不動産コラム

2021/09/12不動産コラム不動産ニュース解説
競売、任意売却、所有者自らの売却、用語に注意

新型コロナウィルス感染拡大による経済活動の制限・停滞から、賞与の減額、残業代の減収、給与カットなどが増え、住宅ローンの返済が滞るケースが増えていると聞きます。
 このとき、住宅ローンを融資している金融機関から、裁判所による不動産競売をかけられ、持主がそれに対応する手段として「任意売却」という手段が使われる機会も増えているようです。
 ですが、この「任意売却」という用語、気を付けて使わないと曲解される恐れがあります。

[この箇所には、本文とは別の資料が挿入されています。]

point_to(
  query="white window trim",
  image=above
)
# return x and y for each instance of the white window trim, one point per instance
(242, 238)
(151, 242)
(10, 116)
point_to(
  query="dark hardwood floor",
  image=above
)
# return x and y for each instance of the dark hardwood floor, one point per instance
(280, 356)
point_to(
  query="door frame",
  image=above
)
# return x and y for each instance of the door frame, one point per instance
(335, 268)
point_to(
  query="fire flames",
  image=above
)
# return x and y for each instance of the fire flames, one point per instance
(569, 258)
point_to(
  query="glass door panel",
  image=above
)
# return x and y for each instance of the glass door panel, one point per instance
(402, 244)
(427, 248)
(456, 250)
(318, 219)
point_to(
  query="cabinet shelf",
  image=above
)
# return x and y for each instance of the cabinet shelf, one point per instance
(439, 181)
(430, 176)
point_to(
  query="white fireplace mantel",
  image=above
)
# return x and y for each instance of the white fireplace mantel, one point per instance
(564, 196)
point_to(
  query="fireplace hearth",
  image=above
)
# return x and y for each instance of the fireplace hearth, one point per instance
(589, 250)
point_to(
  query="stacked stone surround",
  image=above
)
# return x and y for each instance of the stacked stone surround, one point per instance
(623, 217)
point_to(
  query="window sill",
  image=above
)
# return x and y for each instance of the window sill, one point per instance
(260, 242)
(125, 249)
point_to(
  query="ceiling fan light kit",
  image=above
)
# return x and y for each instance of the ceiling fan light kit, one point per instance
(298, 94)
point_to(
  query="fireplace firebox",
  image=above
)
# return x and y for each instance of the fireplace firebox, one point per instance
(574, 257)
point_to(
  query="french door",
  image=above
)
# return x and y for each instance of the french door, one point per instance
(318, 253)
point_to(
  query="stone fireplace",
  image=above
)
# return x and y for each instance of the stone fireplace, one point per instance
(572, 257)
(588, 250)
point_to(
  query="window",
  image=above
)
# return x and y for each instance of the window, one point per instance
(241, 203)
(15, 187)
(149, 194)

まず、自分が持っている不動産を自らの意思で自ら見つけた買手に売るのは自由ですから、住宅ローンを借りて買われた自宅を、自分で不動産仲介などを利用して空家として売るのは「任意売却」には当たりません。普通の、中古住宅の流通です。問題は、売却価格が住宅ローンの残債よりも低い場合、差額のローン(借金)について、金融機関は無担保の融資に切り替えざるを得ないので、金融機関としては、売却する価格が不当に廉価でないと確認できないと、抵当権の消除に応じられません(売れない)。そのため、売却を進める段階で、金融機関側に事前相談が必要になります。この手続きが、住宅ローンを滞納している債務者の方からすると、不動産競売で貸金の回収をしようとしている金融機関と"交渉"することになるので、「任意売却」と同じと写るようです。売却する価格が住宅ローンの残債よりも高ければ、金融機関は売却に応じない理由はないので、このような"交渉"は生じません。
 「任意売却」という用語の本来の使い方は、債権者である金融機関側が、債権の回収のために抵当権設定されている不動産の買手を見つけ、所有者(あるいは抵当権設定者)と交渉し、持主の「任意で」不動産を売却する、それにより債権者は延滞債権を回収する、という取引です。銀行が不良債権処理に追われた平成10~20年頃に頻繁に行われました。多くは事業性融資の債権で、売却される物件の多くは、自社ビル、賃貸ビル、賃貸マンション、ホテルやゴルフ場などの事業用不動産でした。当時は、こういった物件も不動産競売で処理されることがあり、競売では買手が見つからないような不動産を、金融機関"系"の不動産会社が売却を斡旋し、売買が行われました。
 その後、日本の金融機関の不良債権処理が一巡すると、いわゆる「任意売却」による不動産取引は減り(その必要がほぼなくなった)、住宅ローンの延滞に対応する取引でも「任意売却」という用語が使われるようになりました。リーマンショック後の「モラトリアム」の時期で、平成20年代前半でしょうか。
 
 住宅ローンの延滞の場合、抵当権が設定されている物件は通常、戸建住宅又は区分所有のマンションの一戸ですから、融資している金融機関側は、積極的に買手を探して債権回収を図ろうとはしません。その手間をかけるなら、普通に裁判所による不動産競売で債権回収を図る方が容易なためです。昔と違い、裁判所による不動産競売も、インターネット情報の活用などにより入札者数が増え、一般の不動産流通と変わらない値段で落札される例も見られるようになりました。融資している金融機関が、抵当権を持っている住宅の売却に、積極的に動くことはしなくなったのです。
 このため、住宅ローンを抱えた一般の方々(庶民)が、不動産競売を避けるために自ら買手を探さなければならなくなりました。このことが、通常の中古住宅の流通と、「任意売却」の区別をわかりにくくしているのだと思います。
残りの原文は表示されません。